Reflections on Introduction: ‘Being…Where?’ Performing Fields on Shifting Grounds, Simon Coleman and Peter Collins, pp1-21 in: Coleman, S. and Collins, P. (eds) (2006) Locating the Field: Space, Place and Context in Anthropology, Berg, Oxford.
Coleman and Collins start their introduction to Locating the Field by reflecting on the way the physical landscape of the places in which anthropologists have historically studied frames the very way anthropologists understand being in the world. Early studies of tribal people have tended to think of “place as a container for culture” (p2). The ‘field’ then operates as a delimited area in which research could be conducted.
A range of factors seem to have led to a change in the way ‘the field’ and place are understood by anthropologists, notably, the rapid acceleration of processes of globalisation. Globalisation has made mobility and communication between places blatantly obvious and has made it difficult to draw neat boundaries around research sites even in remote locations. But at the same time that globalisation has resulted in the blurring of boundaries, it’s drawn academic attention to the ways in which place itself is a given its meaning through social processes.
This in turn has led to proposals for new ways to do fieldwork – including ‘multi-sited’ studies, studies focused on ‘routes’ of movement rather than ‘rooted’ places, studies that follow their subjects rather than statically remaining in place.
The move away from understanding place as a kind of closed system leads makes a couple of traditional research techniques tricky; by blurring the edges around places, comparisons between places become problematic; and it becomes increasingly difficult to get a handle on the ‘context’ of social actions when the (spatial) context of social relationships is hard to identify. In our highly connected world, anthropology may find itself limited if it continues to privilege information about people acting face-to-face with one another, and to privilege information collected by a researcher in place watching those events unfold.
Coleman and Collins also reflect on a turn within anthropology to do research ‘at home’. That is, to turn their attention to Western social life instead of communities on other parts of the world and to reflect critically both on the powerful as well as the powerless.
Not only do Coleman and Collins suggest that recent decades have seen a re-think on the way anthropologists understand place and space, they also suggest they have seen a re-think on the impact of history. That is, historically, anthropological works have tended to report ‘culture’ as something relatively static, or at least traced the continuity of meaning attached to symbols among particular people groups. In the same way that places have been ‘dislocated’, they suggest cultures have been ‘destabilised’.

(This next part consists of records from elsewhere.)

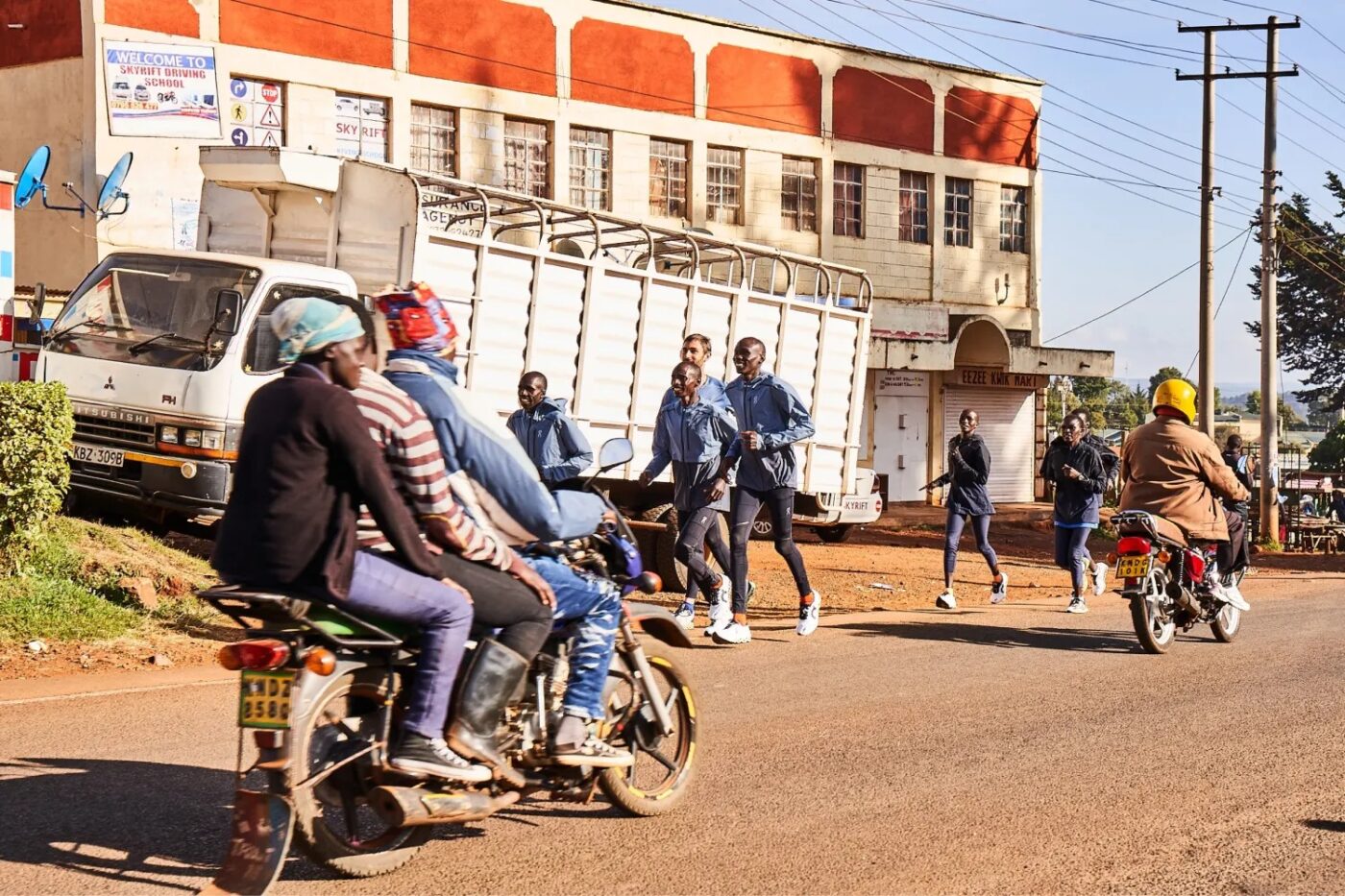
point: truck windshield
(151, 309)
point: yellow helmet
(1177, 395)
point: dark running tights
(981, 526)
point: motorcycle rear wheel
(663, 764)
(335, 825)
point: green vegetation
(87, 581)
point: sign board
(160, 90)
(991, 378)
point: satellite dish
(30, 181)
(111, 186)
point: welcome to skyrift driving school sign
(160, 90)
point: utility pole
(1270, 341)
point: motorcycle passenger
(1079, 476)
(305, 465)
(1176, 472)
(697, 437)
(500, 486)
(554, 442)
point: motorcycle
(322, 690)
(1169, 583)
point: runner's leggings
(746, 503)
(981, 526)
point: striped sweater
(409, 444)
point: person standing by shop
(968, 463)
(1079, 476)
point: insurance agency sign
(160, 90)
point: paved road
(1013, 748)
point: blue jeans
(444, 617)
(598, 606)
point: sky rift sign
(160, 90)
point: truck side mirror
(229, 305)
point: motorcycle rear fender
(658, 623)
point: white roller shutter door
(1006, 424)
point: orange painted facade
(1001, 130)
(486, 42)
(883, 109)
(51, 30)
(634, 67)
(764, 89)
(165, 16)
(356, 31)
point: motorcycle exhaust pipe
(406, 806)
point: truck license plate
(264, 698)
(100, 455)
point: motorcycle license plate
(264, 698)
(1133, 567)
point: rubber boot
(488, 685)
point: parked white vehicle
(161, 350)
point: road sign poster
(160, 90)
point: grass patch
(83, 581)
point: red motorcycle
(1169, 583)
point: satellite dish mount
(31, 183)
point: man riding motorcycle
(1174, 472)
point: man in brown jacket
(1173, 470)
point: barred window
(957, 211)
(432, 140)
(847, 200)
(668, 178)
(527, 157)
(1013, 218)
(799, 195)
(723, 184)
(914, 207)
(591, 168)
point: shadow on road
(134, 822)
(1039, 637)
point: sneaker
(809, 615)
(594, 752)
(1228, 593)
(999, 590)
(735, 633)
(421, 755)
(1099, 579)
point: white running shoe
(809, 615)
(735, 633)
(1099, 579)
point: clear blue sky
(1102, 245)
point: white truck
(161, 350)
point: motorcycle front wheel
(335, 824)
(663, 763)
(1154, 627)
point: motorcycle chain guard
(258, 842)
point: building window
(432, 140)
(360, 127)
(722, 184)
(957, 211)
(256, 111)
(668, 180)
(591, 168)
(527, 157)
(1013, 218)
(914, 207)
(847, 200)
(799, 195)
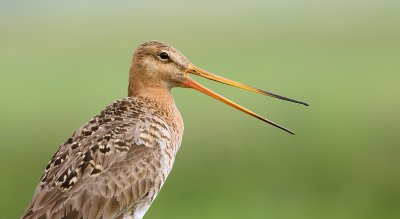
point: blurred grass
(62, 62)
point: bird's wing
(85, 175)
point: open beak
(200, 72)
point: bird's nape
(195, 85)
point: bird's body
(115, 165)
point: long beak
(193, 84)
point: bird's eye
(164, 55)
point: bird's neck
(162, 96)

This has sparked a range of questions for me in my project:
- I’m interested in Christian migrants…should I focus on all the Christian migrants within a particular locality in Melbourne? Or, should I focus on Christian migrants from a particular locality abroad that may have settled across the city?
- If research subjects are involved in remote networks, surely we need research methodologies that can reflect, capture and assess the significance of such connections? How can the researcher ‘be present’, not just at either end of a communication conducted via email, skype or chat, but actually observe and analyse it as it’s taking place as you might be able to do with ritual in a tribal setting?
- Am I doing research ‘at home’? I intend to work with people outside my particular ethnic heritage, but we live in the same city – perhaps even suburb. Does it matter? I’ve heard lots of other social science researchers talk about the problem of shifting between being counted as ‘insider’ and an ‘outsider’. Surely this is just another version of the same problem?